10月31日:名古屋に初めての滞在。

走行なし
ルート :名古屋市内散策
宿 泊 :愛知県青年会館ユースホステル


 7時起床。今日はすり減ったブレーキシューを交換しないといけないよなぁ。替えのシューは持ってきていないので、どこかで調達しなければならない。

 チン・タオとマ・ミンリーも起き出して、3人で朝飯代わりのパンケーキ(チン・タオ持参)を食べた。

 さあ、出かけよう。チン・タオは今日は技術会議、マ・ミンリーは観光へ。僕はひとまず名古屋駅まで出ることにした。まずは市内の地図を駅の案内所でゲットし…そしてタウンページで自転車店を探すのだ。
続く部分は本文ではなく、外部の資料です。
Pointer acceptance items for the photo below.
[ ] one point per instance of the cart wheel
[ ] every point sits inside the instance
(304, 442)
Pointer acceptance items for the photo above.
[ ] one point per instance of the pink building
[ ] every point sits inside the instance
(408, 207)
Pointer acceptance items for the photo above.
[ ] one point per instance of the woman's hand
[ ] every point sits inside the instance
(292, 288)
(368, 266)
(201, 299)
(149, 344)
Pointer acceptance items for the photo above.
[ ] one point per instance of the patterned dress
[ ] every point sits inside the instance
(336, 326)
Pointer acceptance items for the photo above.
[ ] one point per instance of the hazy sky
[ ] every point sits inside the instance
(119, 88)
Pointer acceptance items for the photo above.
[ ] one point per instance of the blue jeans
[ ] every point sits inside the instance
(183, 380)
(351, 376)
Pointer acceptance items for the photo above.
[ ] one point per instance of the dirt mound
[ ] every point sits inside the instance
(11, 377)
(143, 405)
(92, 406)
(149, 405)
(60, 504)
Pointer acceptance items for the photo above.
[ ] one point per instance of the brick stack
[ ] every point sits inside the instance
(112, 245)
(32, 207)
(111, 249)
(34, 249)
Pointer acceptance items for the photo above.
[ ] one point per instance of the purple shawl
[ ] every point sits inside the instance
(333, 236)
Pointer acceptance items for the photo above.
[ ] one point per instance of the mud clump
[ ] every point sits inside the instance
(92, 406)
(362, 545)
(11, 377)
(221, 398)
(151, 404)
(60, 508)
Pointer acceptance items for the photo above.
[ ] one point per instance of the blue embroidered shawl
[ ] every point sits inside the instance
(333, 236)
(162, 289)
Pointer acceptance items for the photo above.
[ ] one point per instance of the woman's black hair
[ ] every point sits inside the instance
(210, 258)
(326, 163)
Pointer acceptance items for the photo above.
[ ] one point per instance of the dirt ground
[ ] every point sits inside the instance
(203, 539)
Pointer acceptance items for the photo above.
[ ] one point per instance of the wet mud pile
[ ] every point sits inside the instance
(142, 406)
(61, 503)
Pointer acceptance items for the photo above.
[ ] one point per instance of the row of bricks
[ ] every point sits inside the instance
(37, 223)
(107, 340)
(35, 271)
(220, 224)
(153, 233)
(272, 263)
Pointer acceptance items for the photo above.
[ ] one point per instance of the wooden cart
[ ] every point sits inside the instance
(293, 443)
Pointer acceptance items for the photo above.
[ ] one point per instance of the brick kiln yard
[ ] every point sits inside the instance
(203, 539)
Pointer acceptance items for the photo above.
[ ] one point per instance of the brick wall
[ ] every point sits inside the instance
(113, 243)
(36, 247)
分からない地名だらけで難儀するが、地下鉄駅から歩いてすぐの店ならば土地勘がなくても行けるだろう。デパートのジャスコに入居している自転車店に決めた。

 地下鉄に乗る前に駅近くのネットカフェでメールの確認などをし、ようやく出発する。地下鉄庄内通り駅下車。ジャスコ発見!ジャスコか…なつかしーなー。昔奈良に住んでいた頃、我が家の買い物は西大寺にあったジャスコだった。
 ブレーキシュー前後2セット(4個)計1470円を購入し、フードコートで昼飯。その後は急ぎの予定などもないのでもうちょっとブラブラすることにした。考えてみれば名古屋駅は電車で何度も通ったことがあるものの、名古屋自体を目的地として探索したことはこれまで一度もなかった。通り過ぎる町、名古屋。「滞在」するのは初めてだなぁ。

 探索といっても、何も知らずそぞろ歩きしているだけなので何があるのかよく分からない。とりあえず名古屋城まで行ってみよう。…名古屋城はたいそう立派な天守閣を持っていた。そして金の鯱ですね。中の展示物などもわりとしっかりと見学し、そしてユースまで歩いて帰る。今日は自転車には乗らないんだ。

 


↑名古屋城の天守閣

 宿に戻り、ブレーキの交換にとりかかったのが4時20分。自分一人で交換するのは実は初めてのことだ。暗くなる前に終わらせたいが…。

 すり減ったシューをとりはずし、新しいシューを取り付けること自体は簡単だった。しかし片利きにならないように、左右均等にセットするのが思ったよりも手間がかかる。微調整し、固定してはブレーキの「試し握り」をし、また微調整のくり返しだ。

 ようやく納得の出来る位置に固定できたとき、空はとっくに暮れていた。腕時計を見ると、なんと午後6時。1時間半もかかったことになる…。
 
↑すり減ったブレーキシュー。いくら何でもすり減らしすぎ。

 さーて、夕飯はと…ユースまで歩いて戻ってくる途中に見つけた、串焼き屋「美濃路」で食べることにした。僕はあまり酒は飲めないので旅行先でアルコールを口にすることはないのだが、めずらしい。何となく、そういう気分だったのだ。「巨峰ビール」に串焼きやら釜飯やらお新香やら何やら。2436円も使ってしまってゼータクだ。

 ほろ酔い気分で宿に戻り、風呂。部屋に帰るとチン・タオとマ・ミンリーも戻っていた。チン・タオが英語で書かれた学会プログラムの日本語訳を求めてきた。特に発表者の大学名と人名を知りたいらしい。Nagoya University…名古屋大学。Okayama University…岡山大学。…けれど人名はどの漢字か分からないぞ?なのでその旨を説明して適当に当てはめておいた。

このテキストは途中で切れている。